Richard Church: Poems

Mystical experience

While young, Church had a mystical experience at a convalescent home, which he recounted in his autobiography, Over the Bridge, and which was also recounted by the British occultist writer Colin Wilson. Looking out of some French windows, Church saw a gardener chopping down a dead tree. What struck Church after a while was that the sight of the axe hitting the tree and the sound of the axe hitting the tree were not synchronised. The sound was delayed. At first he did not believe his own powers of perception, but after concentrating his vision and hearing, he came to the conclusion that he was experiencing an error in the laws of physics. He came to the conclusion – which would remain with him for the rest of his life – that "time and space are not absolute. Their power was not law." He experienced an incredible freedom in this epiphany. "(...) I was free. Since time and space were deceivers, openly contradicting each other, and at best offering a compromise in place of law" [5]

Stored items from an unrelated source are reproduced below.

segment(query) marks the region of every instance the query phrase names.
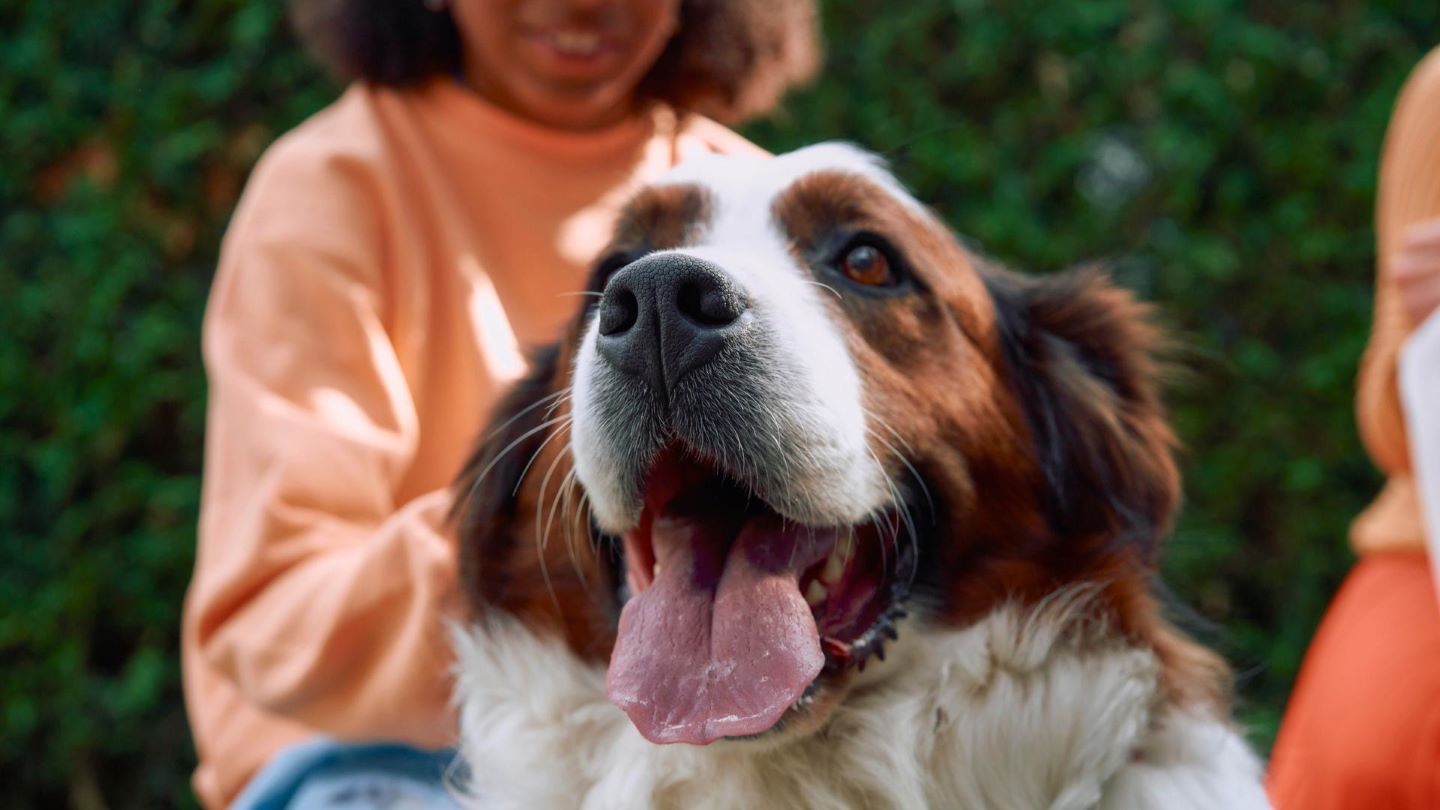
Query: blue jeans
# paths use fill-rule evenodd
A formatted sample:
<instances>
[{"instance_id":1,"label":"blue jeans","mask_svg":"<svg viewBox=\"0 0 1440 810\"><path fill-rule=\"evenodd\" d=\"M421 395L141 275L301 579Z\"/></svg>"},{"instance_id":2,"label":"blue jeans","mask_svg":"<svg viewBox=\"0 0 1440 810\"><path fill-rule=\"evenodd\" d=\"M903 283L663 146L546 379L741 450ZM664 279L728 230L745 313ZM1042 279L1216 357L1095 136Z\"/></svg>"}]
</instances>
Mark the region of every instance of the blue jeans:
<instances>
[{"instance_id":1,"label":"blue jeans","mask_svg":"<svg viewBox=\"0 0 1440 810\"><path fill-rule=\"evenodd\" d=\"M329 737L276 754L233 810L457 810L447 784L455 752Z\"/></svg>"}]
</instances>

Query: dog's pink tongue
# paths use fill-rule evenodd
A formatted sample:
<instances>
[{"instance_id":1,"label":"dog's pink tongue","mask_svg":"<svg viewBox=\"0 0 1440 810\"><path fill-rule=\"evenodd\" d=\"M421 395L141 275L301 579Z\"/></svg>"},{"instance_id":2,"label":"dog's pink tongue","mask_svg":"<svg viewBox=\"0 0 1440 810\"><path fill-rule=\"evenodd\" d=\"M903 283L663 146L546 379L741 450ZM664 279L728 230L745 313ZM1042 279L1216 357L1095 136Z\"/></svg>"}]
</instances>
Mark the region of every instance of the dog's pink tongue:
<instances>
[{"instance_id":1,"label":"dog's pink tongue","mask_svg":"<svg viewBox=\"0 0 1440 810\"><path fill-rule=\"evenodd\" d=\"M746 523L733 544L728 534L683 517L652 526L660 571L621 612L605 679L651 742L765 731L824 666L799 580L834 532L787 531L771 515Z\"/></svg>"}]
</instances>

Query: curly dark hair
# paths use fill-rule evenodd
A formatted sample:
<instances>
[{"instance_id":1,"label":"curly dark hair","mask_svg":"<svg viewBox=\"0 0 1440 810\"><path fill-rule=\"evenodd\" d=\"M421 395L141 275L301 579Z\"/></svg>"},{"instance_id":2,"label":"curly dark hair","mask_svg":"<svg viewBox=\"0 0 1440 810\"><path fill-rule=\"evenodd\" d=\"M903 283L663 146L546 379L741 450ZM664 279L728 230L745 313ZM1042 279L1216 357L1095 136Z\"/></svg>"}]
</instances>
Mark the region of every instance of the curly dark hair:
<instances>
[{"instance_id":1,"label":"curly dark hair","mask_svg":"<svg viewBox=\"0 0 1440 810\"><path fill-rule=\"evenodd\" d=\"M449 11L421 0L290 0L301 39L346 81L407 85L461 67ZM647 98L733 124L769 112L820 61L814 0L681 0Z\"/></svg>"}]
</instances>

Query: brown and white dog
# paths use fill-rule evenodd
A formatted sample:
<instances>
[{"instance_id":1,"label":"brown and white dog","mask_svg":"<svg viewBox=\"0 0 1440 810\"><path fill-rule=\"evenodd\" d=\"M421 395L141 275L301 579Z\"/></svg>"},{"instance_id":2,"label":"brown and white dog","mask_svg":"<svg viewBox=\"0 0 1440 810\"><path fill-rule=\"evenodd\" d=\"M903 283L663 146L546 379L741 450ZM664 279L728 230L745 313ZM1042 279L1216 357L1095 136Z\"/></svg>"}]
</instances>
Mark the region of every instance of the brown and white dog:
<instances>
[{"instance_id":1,"label":"brown and white dog","mask_svg":"<svg viewBox=\"0 0 1440 810\"><path fill-rule=\"evenodd\" d=\"M841 145L677 168L591 295L459 484L475 806L1268 806L1130 295Z\"/></svg>"}]
</instances>

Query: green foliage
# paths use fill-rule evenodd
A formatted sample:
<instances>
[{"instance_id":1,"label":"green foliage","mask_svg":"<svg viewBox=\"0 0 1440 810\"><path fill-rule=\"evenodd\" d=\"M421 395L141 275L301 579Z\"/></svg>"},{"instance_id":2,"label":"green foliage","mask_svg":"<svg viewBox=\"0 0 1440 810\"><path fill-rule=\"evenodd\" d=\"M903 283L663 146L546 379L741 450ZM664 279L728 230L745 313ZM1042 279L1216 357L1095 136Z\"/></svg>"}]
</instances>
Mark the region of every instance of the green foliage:
<instances>
[{"instance_id":1,"label":"green foliage","mask_svg":"<svg viewBox=\"0 0 1440 810\"><path fill-rule=\"evenodd\" d=\"M0 783L192 803L177 637L199 324L245 172L333 97L278 3L0 3ZM1432 2L825 7L825 78L751 127L877 148L984 248L1111 260L1191 350L1166 575L1273 734L1377 484L1352 426L1376 160Z\"/></svg>"},{"instance_id":2,"label":"green foliage","mask_svg":"<svg viewBox=\"0 0 1440 810\"><path fill-rule=\"evenodd\" d=\"M0 794L193 804L180 698L217 244L331 97L275 4L0 7Z\"/></svg>"}]
</instances>

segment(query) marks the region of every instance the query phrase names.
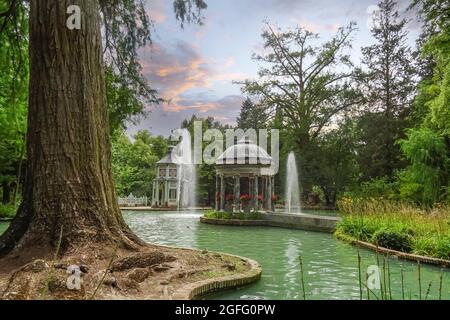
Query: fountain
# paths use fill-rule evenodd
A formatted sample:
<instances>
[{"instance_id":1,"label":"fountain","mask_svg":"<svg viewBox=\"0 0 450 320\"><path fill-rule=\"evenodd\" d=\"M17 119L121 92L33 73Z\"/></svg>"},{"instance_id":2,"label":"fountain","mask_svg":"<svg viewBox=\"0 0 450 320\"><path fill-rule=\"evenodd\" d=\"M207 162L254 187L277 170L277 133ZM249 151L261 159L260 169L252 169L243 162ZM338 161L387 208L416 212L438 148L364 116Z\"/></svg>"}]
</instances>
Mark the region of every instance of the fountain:
<instances>
[{"instance_id":1,"label":"fountain","mask_svg":"<svg viewBox=\"0 0 450 320\"><path fill-rule=\"evenodd\" d=\"M294 152L290 152L286 167L286 213L301 213L300 188L298 187L298 172Z\"/></svg>"},{"instance_id":2,"label":"fountain","mask_svg":"<svg viewBox=\"0 0 450 320\"><path fill-rule=\"evenodd\" d=\"M191 147L191 134L187 129L178 131L181 142L174 149L175 163L178 165L178 210L196 205L197 172Z\"/></svg>"}]
</instances>

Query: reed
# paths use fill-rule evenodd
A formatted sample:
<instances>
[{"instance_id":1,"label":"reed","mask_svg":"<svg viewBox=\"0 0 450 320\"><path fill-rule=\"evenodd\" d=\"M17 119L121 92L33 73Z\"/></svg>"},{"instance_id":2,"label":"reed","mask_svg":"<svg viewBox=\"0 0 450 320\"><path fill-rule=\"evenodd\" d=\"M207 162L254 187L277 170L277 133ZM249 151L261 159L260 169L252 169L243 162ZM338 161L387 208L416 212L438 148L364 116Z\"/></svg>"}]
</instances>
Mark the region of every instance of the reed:
<instances>
[{"instance_id":1,"label":"reed","mask_svg":"<svg viewBox=\"0 0 450 320\"><path fill-rule=\"evenodd\" d=\"M417 277L419 280L419 300L422 300L422 276L420 272L420 261L417 261Z\"/></svg>"},{"instance_id":2,"label":"reed","mask_svg":"<svg viewBox=\"0 0 450 320\"><path fill-rule=\"evenodd\" d=\"M359 300L363 299L362 279L361 279L361 255L358 249L358 279L359 279Z\"/></svg>"},{"instance_id":3,"label":"reed","mask_svg":"<svg viewBox=\"0 0 450 320\"><path fill-rule=\"evenodd\" d=\"M402 300L405 300L405 279L403 276L403 268L400 269L400 278L402 283Z\"/></svg>"},{"instance_id":4,"label":"reed","mask_svg":"<svg viewBox=\"0 0 450 320\"><path fill-rule=\"evenodd\" d=\"M302 296L303 296L303 300L306 300L305 275L304 275L304 272L303 272L303 259L302 259L302 256L299 255L298 259L299 259L299 264L300 264L300 282L301 282L301 285L302 285Z\"/></svg>"}]
</instances>

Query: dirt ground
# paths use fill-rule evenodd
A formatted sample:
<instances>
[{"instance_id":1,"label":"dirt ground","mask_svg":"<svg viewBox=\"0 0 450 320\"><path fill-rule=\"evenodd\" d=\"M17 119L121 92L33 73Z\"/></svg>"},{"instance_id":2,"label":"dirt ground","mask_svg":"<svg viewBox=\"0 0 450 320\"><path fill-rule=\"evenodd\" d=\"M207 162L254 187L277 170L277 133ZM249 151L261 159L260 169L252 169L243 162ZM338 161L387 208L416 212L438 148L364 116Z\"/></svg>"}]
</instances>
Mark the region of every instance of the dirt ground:
<instances>
[{"instance_id":1,"label":"dirt ground","mask_svg":"<svg viewBox=\"0 0 450 320\"><path fill-rule=\"evenodd\" d=\"M189 283L243 273L241 258L144 246L137 252L85 247L61 258L0 260L0 299L171 299Z\"/></svg>"}]
</instances>

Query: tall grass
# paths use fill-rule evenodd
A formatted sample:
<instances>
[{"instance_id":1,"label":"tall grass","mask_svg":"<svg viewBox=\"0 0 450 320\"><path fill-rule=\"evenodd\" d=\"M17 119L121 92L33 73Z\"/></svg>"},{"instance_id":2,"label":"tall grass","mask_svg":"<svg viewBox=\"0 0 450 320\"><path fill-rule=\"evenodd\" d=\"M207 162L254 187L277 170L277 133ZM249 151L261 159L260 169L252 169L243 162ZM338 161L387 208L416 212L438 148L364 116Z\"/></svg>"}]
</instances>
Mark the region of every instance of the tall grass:
<instances>
[{"instance_id":1,"label":"tall grass","mask_svg":"<svg viewBox=\"0 0 450 320\"><path fill-rule=\"evenodd\" d=\"M401 251L450 259L448 206L425 210L408 203L373 198L344 198L338 206L342 214L338 233L375 245L380 238L387 239L394 246L399 245Z\"/></svg>"},{"instance_id":2,"label":"tall grass","mask_svg":"<svg viewBox=\"0 0 450 320\"><path fill-rule=\"evenodd\" d=\"M369 286L369 273L364 272L362 269L363 261L361 254L358 250L357 253L357 267L358 267L358 276L357 279L355 279L355 284L358 282L359 285L359 299L367 299L371 300L375 298L376 300L412 300L413 298L413 291L411 288L408 290L409 294L406 295L406 288L405 288L405 281L404 281L404 270L403 268L400 269L400 280L401 280L401 294L396 293L394 295L394 291L392 290L391 283L393 283L395 280L393 277L393 274L391 272L390 268L390 262L389 262L389 256L388 255L380 255L377 253L377 266L378 266L378 276L379 276L379 289L370 288ZM305 290L305 267L303 264L302 256L299 257L299 271L300 271L300 284L302 288L302 298L303 300L306 300L306 290ZM381 261L382 260L382 261ZM416 266L417 270L417 283L418 288L416 288L414 291L416 292L415 296L422 300L423 294L422 294L422 275L421 275L421 264L417 263ZM363 277L362 275L365 274ZM437 291L438 293L438 299L442 299L442 285L443 285L443 270L441 269L440 275L439 275L439 283L437 286L433 286L433 281L429 281L427 285L427 290L425 292L425 300L427 300L432 292ZM432 289L437 288L437 289ZM417 290L417 291L416 291ZM346 297L343 297L346 298Z\"/></svg>"}]
</instances>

After this epiphany another soon followed. From where he stood he sensed that "(...) my limbs and trunk were lighter than they seemed, and that I had only to reduce them by an act of will, perhaps by a mere change of physical mechanics, to command them off the ground, out of the tyranny of gravitation". He then left the ground and glided "about the room" some twelve or eighteen inches above the floor. He returned to the ground only to take off once more.[6]